After patching two flat tires, I’ve made it just outside Cushing, OK, the begining of the so-called Southern leg of the Keystone XL. The town of Cushing has been dubbed the “pipeline crossroads of the world.” What is apparent while walking through Cushing is the sea of tank farms surrounding the entire town in an apocalyptic hug.
My first night in, I camp out on the lawn of Sherman and Anisa, just on the outskirts of town. Sherman works in the oil fields servicing wells and Anisa is a graphic artist. Anisa tells me the tank farms have been encroaching on her family’s land for years and there’s always rumors that they will just keep coming.
While I visit, the two are in the process of remodeling the old farmhouse that was bulit in 1889. The couple says they are not sure how much work they should put into renovations…if the tank farms do continue to expand, the land will be condemned and they will be forced to relocate. From where I’m camped in the backyard, the tanks sit just a mile and half north of the property.
When I ask Anisa if it’s a concern she says she’s seen it happen before; rows of houses bulldozed to make way for progress.
"Where they are at right now, that whole road used to have houses on it and now they are all gone. I can’t even go down that road anymore, it’s sad."

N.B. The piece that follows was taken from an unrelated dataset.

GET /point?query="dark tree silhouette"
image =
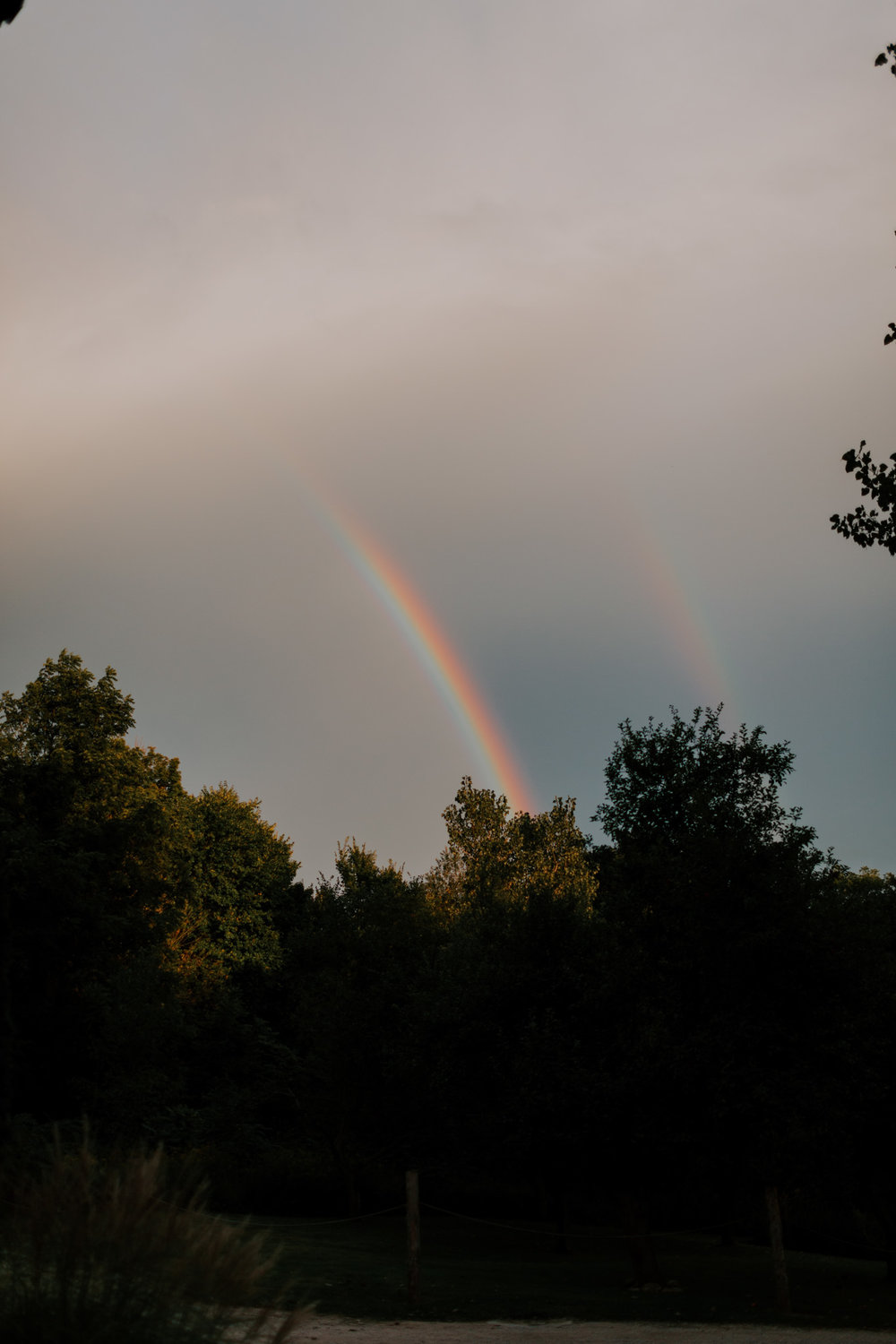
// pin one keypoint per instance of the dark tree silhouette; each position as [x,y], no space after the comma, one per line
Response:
[869,527]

When I ask her what her biggest fear is she says, “It’s the fact of not being on your family’s land anymore, where you’ve grown-up and lived your whole life, you know, losing that. Of course you will always have your memories, but that’s really not the same.”
In anticpation of the influx of thousands of barrels per day of tar sands oil from the North via the Keystone XL, construction of tanks is ever increasing on the horizon.
"I understand it’s(oil) important, but sometimes I think people don’t realize how it effects people that have been here their whole life. Progress is good, usually, but there’s always a downside to that too."